What a relief – a modern comedy in which no one is grappling with their sexual identity
But that's exactly where we are with Platonic (Apple TV+), in which Seth Rogen and Rose Byrne, as Will and Sylvia, bicker and bitch, fall out, fall in, and generally display all the hallmarks of an old-school married couple. But they are – and always will be, unless the show ultimately loses the plot – just good friends. Will and Sylvia are a couple you really are rooting for not to get together.
To circle back to that opening question, boy does it feel good to land in a world where absolutely no one is grappling with a sense of their sexual identity. There is a place for all that, but it's become such a box-tick in modern comedy that it's now a cliché. Platonic, for all its witty barbs at the state of the world, plays a straight bat when it comes to relationships.
We're in the second series now and the pattern (I'm being kind and not saying formula) is clear. Artisan craft brew master Will, a man-child with an unfortunate fondness for garish bucket hats, and Sylvia, a law graduate who gave up her career to be a full-time mother-of-three – yes, she's bitter – are so in tune with each other they could be twins. But closeness strikes sparks and the explosions come at regular intervals.

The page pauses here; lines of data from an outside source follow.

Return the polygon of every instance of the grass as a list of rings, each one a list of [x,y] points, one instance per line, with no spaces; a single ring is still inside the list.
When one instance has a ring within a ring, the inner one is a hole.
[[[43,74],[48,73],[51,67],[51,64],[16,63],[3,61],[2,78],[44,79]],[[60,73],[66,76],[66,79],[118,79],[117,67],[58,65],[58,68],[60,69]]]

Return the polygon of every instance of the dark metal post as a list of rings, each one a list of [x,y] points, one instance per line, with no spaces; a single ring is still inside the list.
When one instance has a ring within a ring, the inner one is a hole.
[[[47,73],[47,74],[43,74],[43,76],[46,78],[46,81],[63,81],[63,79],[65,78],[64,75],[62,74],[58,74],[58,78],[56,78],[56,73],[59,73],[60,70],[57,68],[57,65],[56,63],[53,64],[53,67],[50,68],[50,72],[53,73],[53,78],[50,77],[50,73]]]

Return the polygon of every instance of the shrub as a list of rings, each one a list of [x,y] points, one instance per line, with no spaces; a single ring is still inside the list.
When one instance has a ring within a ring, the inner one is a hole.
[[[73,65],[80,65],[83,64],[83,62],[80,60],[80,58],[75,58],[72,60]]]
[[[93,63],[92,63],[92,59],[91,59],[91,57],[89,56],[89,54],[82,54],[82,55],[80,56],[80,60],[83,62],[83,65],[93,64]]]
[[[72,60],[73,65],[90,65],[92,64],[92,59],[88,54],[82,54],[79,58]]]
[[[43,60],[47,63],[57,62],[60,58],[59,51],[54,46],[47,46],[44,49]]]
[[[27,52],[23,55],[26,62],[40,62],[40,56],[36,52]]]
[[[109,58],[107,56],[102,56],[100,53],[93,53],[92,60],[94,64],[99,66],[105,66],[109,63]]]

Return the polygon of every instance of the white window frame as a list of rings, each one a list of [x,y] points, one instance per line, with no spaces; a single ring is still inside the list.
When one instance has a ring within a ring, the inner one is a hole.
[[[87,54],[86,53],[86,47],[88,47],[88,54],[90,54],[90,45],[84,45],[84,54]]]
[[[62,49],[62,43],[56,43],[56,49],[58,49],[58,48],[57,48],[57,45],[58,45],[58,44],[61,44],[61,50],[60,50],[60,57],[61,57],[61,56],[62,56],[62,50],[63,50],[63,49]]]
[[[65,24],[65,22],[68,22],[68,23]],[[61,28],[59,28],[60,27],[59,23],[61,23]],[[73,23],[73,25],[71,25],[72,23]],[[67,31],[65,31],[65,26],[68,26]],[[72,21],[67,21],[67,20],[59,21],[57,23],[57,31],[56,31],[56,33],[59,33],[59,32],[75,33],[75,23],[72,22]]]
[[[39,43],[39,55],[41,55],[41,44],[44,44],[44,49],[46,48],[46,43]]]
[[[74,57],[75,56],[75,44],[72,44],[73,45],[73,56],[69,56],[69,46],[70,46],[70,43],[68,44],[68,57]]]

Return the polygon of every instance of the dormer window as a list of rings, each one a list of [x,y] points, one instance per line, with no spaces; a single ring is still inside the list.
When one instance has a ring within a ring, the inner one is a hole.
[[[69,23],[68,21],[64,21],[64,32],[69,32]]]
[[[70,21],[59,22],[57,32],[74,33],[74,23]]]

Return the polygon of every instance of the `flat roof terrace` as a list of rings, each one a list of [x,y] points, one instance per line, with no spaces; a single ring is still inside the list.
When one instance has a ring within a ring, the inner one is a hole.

Rogen and Byrne, both at the top of their game, have an absolute blast ripping into each other in spats that kick off playfully but invariably tip over into the spiteful, causing chaotic schisms in a friendship that gets patched up over and over. Because these two are meant to be together, just not together.
It makes for an honest, fractious and totally believable portrayal of a male and female friendship, built around a plot that bounces through bar business bust ups, mid-life crises – Will is around two decades too old to dress the way he does, we all know one of those – and astutely observed takes on the ever widening generation gap between boomers, Gen-Z and whatever other label has popped up in the last five minutes.
Everyone around Will and Sylvia gets jealous of their special relationship as a given, the comedy flip-flops between broad slapstick – in scenes oddly reminiscent of Some Mothers Do 'Ave 'Em, things inevitably go belly up whenever the pair get together – and the slyly subtle. A bed scene soundtracked by Brit indie band Wet Leg, I confess, tickled the schoolboy smutkid lurking inside me.
There is breathing space, supplied by an enjoyable supporting cast in which Carla Gallo as Sylvia's sardonic female friend and Luke Macfarlane as her implausibly buff lawyer husband provide shades of light relief. You need that because being around Will and Sylvia can be both hilarious and exhausting; they're the kind of people you look forward to coming round, but who you breathe a huge sigh of relief when they leave. Don't we all need mates like that?